Une légende l’accompagnait, comme quiconque déchaîne la bête aux mille voix, la popularité. On se racontait que, fils d’un Génois, d’un petit épicier établi à Cahors, il s’était élevé lui-même ; ainsi, son œil droit, l’œil de verre si semblable à l’autre qu’il paraissait vivant, il se l’était crevé, enfant, au séminaire de Montauban, pour ne pas devenir prêtre. Non ! ripostaient de mieux renseignés, un simple accident, l’éclat d’un foret d’acier, un jour qu’il flânait dans la boutique d’un coutelier. Ils vantaient son adolescence laborieuse, le furieux appétit de lecture qui faisait de sa mémoire l’une des plus riches et des plus exercées, à ce point qu’il vous récitait sans sauter un iota ou une virgule telle Olynthienne de Démosthène, tel discours de Mirabeau ; et le feu ! la conviction ! le geste !… Bah ! un hâbleur, disaient les uns, bon pour enthousiasmer une salle de café ! un débraillé, usant ses coudes à toutes les tables de brasserie ! — Un tempérament ! affirmaient les autres, à la fois réfléchi et passionné, une de ces natures débordant de vie généreuse et d’énergie contenue. On verrait à l’œuvre.

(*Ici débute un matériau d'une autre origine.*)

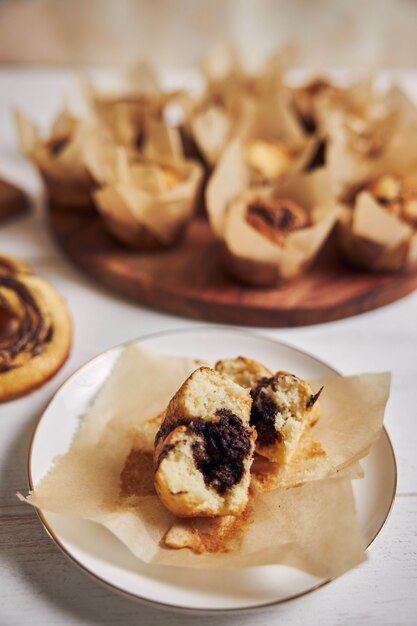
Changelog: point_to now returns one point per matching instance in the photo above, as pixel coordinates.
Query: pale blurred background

Mais, penché sur le balcon de pierre, maintenant Gambetta parlait. Des mots brefs, un accent qui mordait la chair. Et déjà, la communion s’établissait, sous l’influence de cette voix mâle et chaude, de ce geste assuré, qui imposaient leur charme, leur volonté. Le ministre, avec une gravité austère, presque triste, rendait hommage à l’héroïsme de Paris, reprochait à la province de n’avoir pas fait son devoir. Le temps n’était pas aux discours. Bientôt on distribuerait des affiches, faisant connaître sa mission. Il fallait travailler immédiatement…

— Nous n’avons pas une minute à perdre. Que chacun soit à son poste de combat. Séparons-nous en criant : Vive la République !

À cet avertissement brusque, chacun, surpris, se recueillait, descendait en soi. La sévérité de ces phrases si simples trouvait un prolongement dans bien des âmes. On se dispersait avec calme.